Pho Bo, or beef noodle soup, is considered the national dish of Vietnam. It’s also a popular breakfast dish there, according to Segundo Torres, an Asian food expert at Johnson Wales University College of Culinary Arts in Providence, Rhode Island. His version includes the traditional platter of fresh herbs.

· 3 pounds oxtail, shin or neck (or beef short ribs)
· 1 tablespoon salt
· One 3-inch piece ginger
· 1 medium onion
· 6 whole star anise
· 11/2 cinnamon sticks
· 2 bay leaves
· 4 whole cloves
· 2 teaspoons fennel seeds
· 1 tablespoon sugar
· 1 pound rice noodles (banh pho)
· 1 pound lean beef cut into paper-thin slices
· Garnishes
· Lime wedges
· Mung bean sprouts
· Fresh sprigs of cilantro, Vietnamese coriander, anise, basil and mint
· Chiles, fresh and thinly sliced Scallions, chopped
· Black peppercorns, freshly ground Fish sauce

In a large stockpot, cover the oxtails with water and bring to a boil.

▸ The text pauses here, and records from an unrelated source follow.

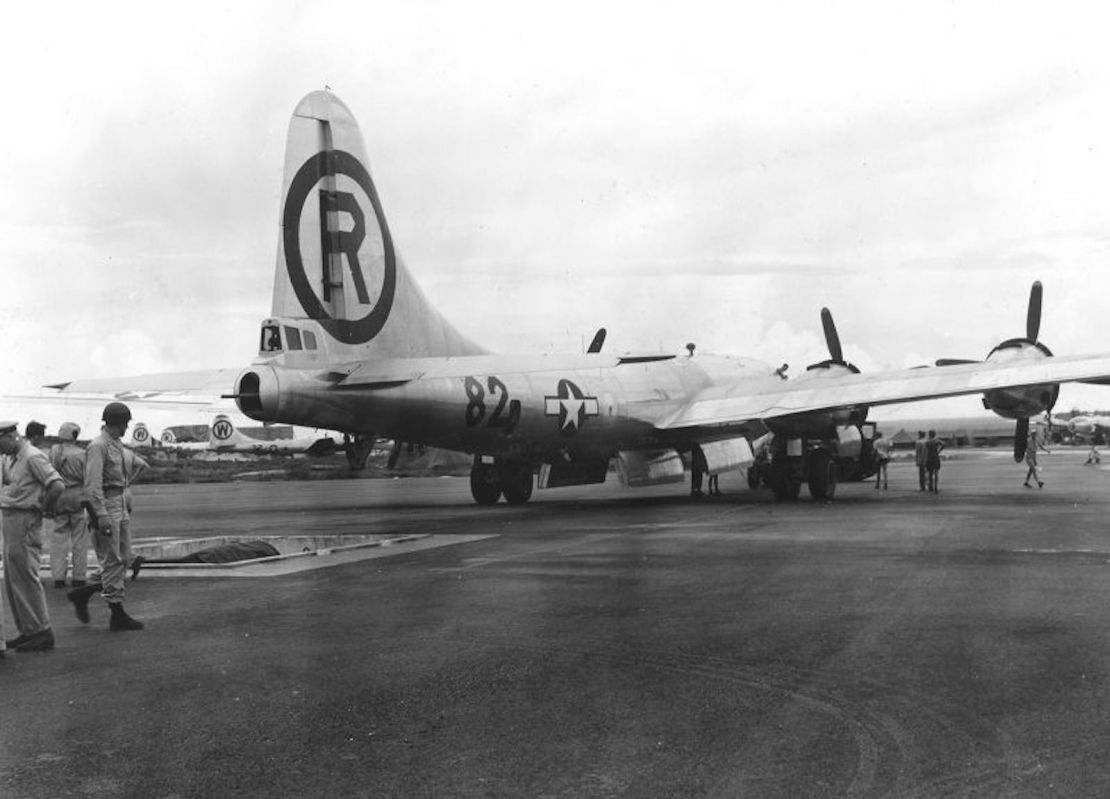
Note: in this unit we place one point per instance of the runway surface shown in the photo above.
(603, 643)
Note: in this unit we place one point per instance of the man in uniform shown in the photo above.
(71, 533)
(36, 433)
(31, 487)
(106, 478)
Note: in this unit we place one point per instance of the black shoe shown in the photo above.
(38, 641)
(80, 598)
(121, 620)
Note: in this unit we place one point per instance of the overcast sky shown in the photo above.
(683, 172)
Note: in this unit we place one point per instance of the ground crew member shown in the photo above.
(881, 458)
(70, 537)
(932, 447)
(104, 481)
(919, 457)
(36, 433)
(697, 469)
(1032, 444)
(31, 487)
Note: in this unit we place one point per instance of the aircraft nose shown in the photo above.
(256, 393)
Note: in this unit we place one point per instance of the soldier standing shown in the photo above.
(106, 479)
(70, 537)
(919, 457)
(31, 487)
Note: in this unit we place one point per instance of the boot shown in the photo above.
(80, 598)
(42, 640)
(120, 619)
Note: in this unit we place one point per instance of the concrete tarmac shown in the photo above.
(605, 643)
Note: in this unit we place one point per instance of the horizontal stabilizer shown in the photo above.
(737, 403)
(202, 386)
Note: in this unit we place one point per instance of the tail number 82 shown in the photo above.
(476, 404)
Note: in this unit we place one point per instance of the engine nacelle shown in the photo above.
(819, 424)
(1020, 402)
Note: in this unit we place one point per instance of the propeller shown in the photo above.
(833, 341)
(1032, 329)
(830, 336)
(1032, 319)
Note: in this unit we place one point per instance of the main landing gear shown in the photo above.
(816, 466)
(357, 449)
(490, 482)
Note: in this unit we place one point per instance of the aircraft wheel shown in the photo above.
(485, 487)
(821, 476)
(516, 484)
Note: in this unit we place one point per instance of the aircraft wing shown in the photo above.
(738, 403)
(202, 387)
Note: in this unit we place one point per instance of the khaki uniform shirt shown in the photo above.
(103, 468)
(23, 476)
(69, 459)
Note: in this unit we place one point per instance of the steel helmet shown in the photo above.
(117, 413)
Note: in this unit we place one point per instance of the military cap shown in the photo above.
(117, 413)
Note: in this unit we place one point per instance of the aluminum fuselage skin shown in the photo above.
(513, 407)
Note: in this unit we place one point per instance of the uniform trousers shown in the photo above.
(22, 555)
(113, 549)
(70, 536)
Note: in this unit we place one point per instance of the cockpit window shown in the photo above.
(292, 337)
(271, 339)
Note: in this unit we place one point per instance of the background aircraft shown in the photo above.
(223, 436)
(353, 345)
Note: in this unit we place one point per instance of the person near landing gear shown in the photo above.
(919, 457)
(881, 458)
(1032, 444)
(106, 478)
(30, 491)
(932, 447)
(70, 536)
(697, 469)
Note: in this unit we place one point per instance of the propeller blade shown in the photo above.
(830, 336)
(1032, 321)
(1020, 438)
(394, 454)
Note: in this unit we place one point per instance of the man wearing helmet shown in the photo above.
(30, 491)
(106, 478)
(70, 537)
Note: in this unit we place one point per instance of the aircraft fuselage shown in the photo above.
(579, 407)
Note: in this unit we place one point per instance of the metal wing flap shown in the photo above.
(738, 403)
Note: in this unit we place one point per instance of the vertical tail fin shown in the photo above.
(336, 263)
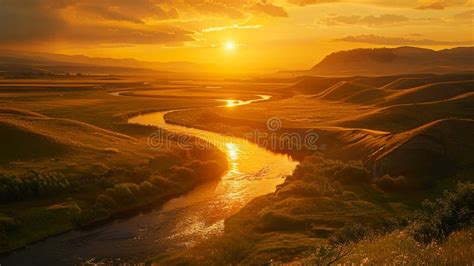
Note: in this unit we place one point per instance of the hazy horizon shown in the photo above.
(239, 35)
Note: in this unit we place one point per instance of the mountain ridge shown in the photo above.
(400, 60)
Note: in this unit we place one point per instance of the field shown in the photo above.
(386, 144)
(74, 159)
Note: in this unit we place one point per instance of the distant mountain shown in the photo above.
(391, 61)
(21, 61)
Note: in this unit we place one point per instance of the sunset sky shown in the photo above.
(280, 34)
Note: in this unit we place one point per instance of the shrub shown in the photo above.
(439, 218)
(160, 182)
(123, 192)
(33, 185)
(105, 202)
(146, 188)
(352, 173)
(393, 184)
(350, 234)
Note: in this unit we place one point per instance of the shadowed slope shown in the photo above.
(342, 90)
(399, 118)
(430, 93)
(437, 149)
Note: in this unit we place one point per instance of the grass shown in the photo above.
(55, 127)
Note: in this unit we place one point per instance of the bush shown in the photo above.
(438, 219)
(33, 185)
(350, 234)
(123, 192)
(160, 182)
(393, 184)
(146, 188)
(353, 173)
(105, 202)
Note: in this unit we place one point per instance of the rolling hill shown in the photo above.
(32, 136)
(391, 61)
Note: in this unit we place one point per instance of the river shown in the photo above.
(181, 222)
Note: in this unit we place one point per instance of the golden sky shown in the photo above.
(270, 35)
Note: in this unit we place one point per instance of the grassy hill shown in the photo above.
(342, 90)
(399, 118)
(429, 93)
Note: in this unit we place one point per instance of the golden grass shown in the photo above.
(398, 248)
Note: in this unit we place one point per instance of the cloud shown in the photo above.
(235, 26)
(440, 5)
(31, 21)
(383, 40)
(269, 9)
(437, 4)
(467, 16)
(381, 20)
(309, 2)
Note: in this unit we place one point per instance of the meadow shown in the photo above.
(389, 143)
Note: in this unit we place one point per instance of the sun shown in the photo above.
(229, 45)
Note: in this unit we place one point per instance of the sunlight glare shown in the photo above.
(229, 45)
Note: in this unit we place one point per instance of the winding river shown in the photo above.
(181, 222)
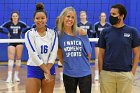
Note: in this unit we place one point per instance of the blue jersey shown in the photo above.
(15, 30)
(41, 49)
(118, 44)
(75, 51)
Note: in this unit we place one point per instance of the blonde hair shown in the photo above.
(61, 20)
(83, 12)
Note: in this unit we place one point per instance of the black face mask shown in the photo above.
(113, 20)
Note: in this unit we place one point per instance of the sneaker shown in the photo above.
(96, 78)
(9, 80)
(16, 79)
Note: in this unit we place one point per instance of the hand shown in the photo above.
(48, 77)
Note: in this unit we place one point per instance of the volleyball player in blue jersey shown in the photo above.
(74, 52)
(42, 46)
(14, 29)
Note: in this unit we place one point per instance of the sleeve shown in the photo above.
(102, 41)
(29, 42)
(53, 54)
(135, 39)
(4, 28)
(6, 24)
(23, 24)
(86, 43)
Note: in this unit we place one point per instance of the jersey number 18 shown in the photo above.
(44, 49)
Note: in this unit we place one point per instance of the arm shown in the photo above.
(81, 31)
(101, 59)
(29, 42)
(60, 56)
(54, 50)
(135, 59)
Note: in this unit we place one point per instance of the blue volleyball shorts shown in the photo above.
(37, 72)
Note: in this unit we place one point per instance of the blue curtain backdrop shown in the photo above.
(54, 7)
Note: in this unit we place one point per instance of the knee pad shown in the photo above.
(18, 62)
(96, 61)
(10, 62)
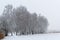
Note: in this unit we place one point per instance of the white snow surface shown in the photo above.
(50, 36)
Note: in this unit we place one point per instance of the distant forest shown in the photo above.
(21, 21)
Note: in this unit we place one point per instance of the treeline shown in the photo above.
(20, 20)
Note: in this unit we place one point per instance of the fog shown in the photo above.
(48, 8)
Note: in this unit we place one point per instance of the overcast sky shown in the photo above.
(49, 8)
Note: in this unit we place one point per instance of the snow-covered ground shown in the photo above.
(51, 36)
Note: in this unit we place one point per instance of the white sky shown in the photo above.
(48, 8)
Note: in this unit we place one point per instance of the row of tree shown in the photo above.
(20, 20)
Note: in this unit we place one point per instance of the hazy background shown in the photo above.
(48, 8)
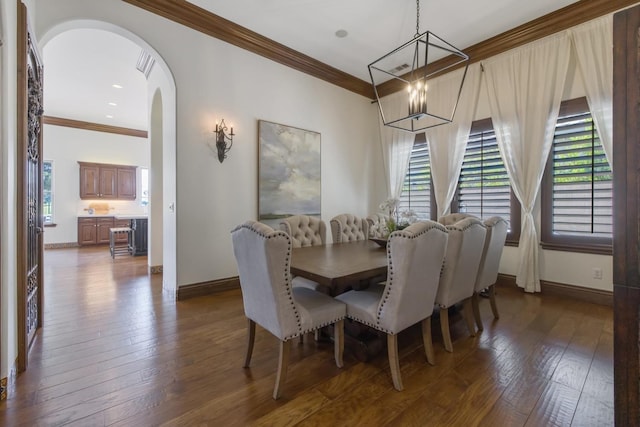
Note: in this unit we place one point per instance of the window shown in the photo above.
(577, 185)
(47, 191)
(483, 188)
(416, 190)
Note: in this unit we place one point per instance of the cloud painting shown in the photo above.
(289, 171)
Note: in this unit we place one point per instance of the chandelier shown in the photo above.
(411, 66)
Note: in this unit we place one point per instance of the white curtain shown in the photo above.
(396, 145)
(593, 45)
(524, 88)
(447, 143)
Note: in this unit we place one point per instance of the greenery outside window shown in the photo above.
(417, 189)
(577, 186)
(483, 187)
(47, 191)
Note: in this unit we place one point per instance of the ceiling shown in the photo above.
(82, 65)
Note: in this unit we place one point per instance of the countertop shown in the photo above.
(114, 215)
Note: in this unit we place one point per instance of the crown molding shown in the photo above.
(202, 20)
(98, 127)
(185, 13)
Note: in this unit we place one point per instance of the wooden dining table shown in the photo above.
(340, 267)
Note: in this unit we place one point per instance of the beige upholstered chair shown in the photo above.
(414, 257)
(349, 228)
(451, 219)
(305, 230)
(489, 263)
(377, 225)
(458, 277)
(263, 256)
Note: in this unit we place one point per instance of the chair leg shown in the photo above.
(394, 363)
(468, 316)
(427, 341)
(444, 327)
(250, 339)
(283, 363)
(338, 342)
(475, 303)
(492, 300)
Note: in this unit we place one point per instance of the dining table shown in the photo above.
(338, 268)
(341, 266)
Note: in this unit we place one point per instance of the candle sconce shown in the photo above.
(222, 138)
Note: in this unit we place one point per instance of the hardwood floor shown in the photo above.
(116, 351)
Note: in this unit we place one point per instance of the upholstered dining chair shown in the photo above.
(451, 219)
(305, 230)
(487, 275)
(414, 257)
(458, 277)
(348, 228)
(378, 225)
(263, 256)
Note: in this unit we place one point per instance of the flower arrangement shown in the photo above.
(397, 220)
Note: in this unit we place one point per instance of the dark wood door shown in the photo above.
(30, 219)
(626, 194)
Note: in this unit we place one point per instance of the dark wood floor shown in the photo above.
(116, 351)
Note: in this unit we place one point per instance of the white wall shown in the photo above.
(215, 80)
(65, 147)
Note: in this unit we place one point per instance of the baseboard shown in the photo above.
(595, 296)
(207, 288)
(61, 245)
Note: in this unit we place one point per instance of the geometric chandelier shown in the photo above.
(412, 65)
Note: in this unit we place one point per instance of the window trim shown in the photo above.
(515, 221)
(565, 242)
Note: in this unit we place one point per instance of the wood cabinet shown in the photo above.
(95, 230)
(105, 181)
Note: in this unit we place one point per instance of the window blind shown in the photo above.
(483, 188)
(582, 179)
(416, 190)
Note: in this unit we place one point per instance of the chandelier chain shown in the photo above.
(417, 17)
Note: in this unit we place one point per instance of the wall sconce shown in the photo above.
(222, 137)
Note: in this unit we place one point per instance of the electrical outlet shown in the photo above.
(597, 273)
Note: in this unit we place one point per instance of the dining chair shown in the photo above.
(487, 275)
(348, 228)
(378, 225)
(450, 219)
(459, 271)
(263, 256)
(305, 230)
(414, 258)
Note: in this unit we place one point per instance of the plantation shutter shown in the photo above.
(582, 178)
(416, 190)
(483, 188)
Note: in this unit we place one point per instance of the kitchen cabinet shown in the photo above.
(95, 231)
(105, 181)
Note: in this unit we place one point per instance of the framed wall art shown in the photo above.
(288, 172)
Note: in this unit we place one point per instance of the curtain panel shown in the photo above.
(447, 143)
(593, 46)
(525, 88)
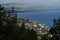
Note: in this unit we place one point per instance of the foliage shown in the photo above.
(9, 30)
(55, 30)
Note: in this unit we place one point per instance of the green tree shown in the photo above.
(55, 30)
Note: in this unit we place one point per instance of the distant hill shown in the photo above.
(27, 7)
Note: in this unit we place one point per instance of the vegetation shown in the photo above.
(9, 30)
(55, 30)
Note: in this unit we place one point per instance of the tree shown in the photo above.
(55, 30)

Drain the water, cover the oxtails with 14 cups fresh water and add the salt. Bring to a boil again.

Meanwhile, using tongs, char the ginger and onion by putting them over a low gas burner or electric burner. Remove from heat and rinse off any ash. Add the ginger and onion to the stock.

Add the spices and sugar to the stock. When the liquid comes to a boil, reduce the heat to low and simmer, skimming occasionally, for about 21/2 hours. Strain and set aside.

Create a platter of garnishes (see list above). In a large bowl, cover the rice noodles with cold water and soak until pliable, about 30 minutes. Drain.

In a large pot, bring the stock to a boil. Put a large handful of noodles into a strainer that fits into the pot. Dip the strainer and noodles into the hot stock and swirl the noodles around with chopsticks until tender but still chewy, about 20 seconds. Shake the noodles dry and dump them into a large soup bowl. Repeat using the remaining noodles.

Place equal amounts of beef over the noodles and divide the hot stock among the bowls. Allow each person to garnish soup as desired.